I believe Ternium can outgrow the global steel market by virtue of ongoing import replacement in Mexico and growth in sectors like auto production and energy. I'm looking for long-term revenue growth in the neighborhood of 5%, with FCF margins in the mid-to-high single digits.

The Bottom Line

Turning to one of the favored methods for steel stock valuation, EV/EBITDA, Ternium carries what I believe is an unfair discount to its other Latin American rivals. Even with the risks in Argentina and the fact that the Rocca family controls about three-quarters of the company, I don't believe a penalty of more than one point to the EBITDA multiple is reasonable. At a 5x multiple (versus 5.5x for the sector), Ternium would trade above $34 and at a multiple closer to the global average of 6x, the shares would be worth more than $40.

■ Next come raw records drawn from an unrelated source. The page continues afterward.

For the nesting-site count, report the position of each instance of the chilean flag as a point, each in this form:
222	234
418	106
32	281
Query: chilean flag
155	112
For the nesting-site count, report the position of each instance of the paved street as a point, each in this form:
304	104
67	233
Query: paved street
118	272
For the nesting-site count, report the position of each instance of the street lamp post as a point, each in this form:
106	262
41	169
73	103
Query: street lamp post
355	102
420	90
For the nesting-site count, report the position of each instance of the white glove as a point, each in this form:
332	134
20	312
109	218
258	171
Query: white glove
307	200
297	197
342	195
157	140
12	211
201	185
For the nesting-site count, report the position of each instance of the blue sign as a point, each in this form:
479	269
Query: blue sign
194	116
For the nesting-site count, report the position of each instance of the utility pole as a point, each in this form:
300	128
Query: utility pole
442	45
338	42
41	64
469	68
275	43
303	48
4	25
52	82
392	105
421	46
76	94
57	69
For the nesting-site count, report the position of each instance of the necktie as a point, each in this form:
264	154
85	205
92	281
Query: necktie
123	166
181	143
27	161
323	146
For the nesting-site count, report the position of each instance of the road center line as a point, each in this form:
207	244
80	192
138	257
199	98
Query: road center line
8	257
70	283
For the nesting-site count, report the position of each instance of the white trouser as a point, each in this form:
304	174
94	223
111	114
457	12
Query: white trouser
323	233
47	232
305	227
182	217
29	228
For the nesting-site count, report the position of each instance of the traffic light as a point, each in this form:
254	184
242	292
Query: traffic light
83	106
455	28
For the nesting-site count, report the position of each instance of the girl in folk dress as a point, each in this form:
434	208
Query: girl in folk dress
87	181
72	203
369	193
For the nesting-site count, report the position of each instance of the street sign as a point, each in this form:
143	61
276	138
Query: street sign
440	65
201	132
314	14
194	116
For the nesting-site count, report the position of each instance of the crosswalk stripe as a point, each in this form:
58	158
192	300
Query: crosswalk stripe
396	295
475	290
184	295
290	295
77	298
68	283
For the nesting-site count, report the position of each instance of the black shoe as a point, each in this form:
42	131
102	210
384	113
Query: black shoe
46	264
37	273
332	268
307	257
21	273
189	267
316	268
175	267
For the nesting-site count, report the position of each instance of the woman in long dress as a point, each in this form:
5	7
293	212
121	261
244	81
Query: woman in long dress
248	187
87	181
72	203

I've been writing a lot recently about Latin American stocks that I believe have been beaten down too far and represent good plays on long-term fundamental growth trends. With Ternium's advantaged position in Mexico's steel industry, not to mention the possibility that Argentina bottoms out, I think this is a steel stock worth considering at today's multiple.

Disclosure: I have no positions in any stocks mentioned, and no plans to initiate any positions within the next 72 hours. I wrote this article myself, and it expresses my own opinions. I am not receiving compensation for it (other than from Seeking Alpha). I have no business relationship with any company whose stock is mentioned in this article.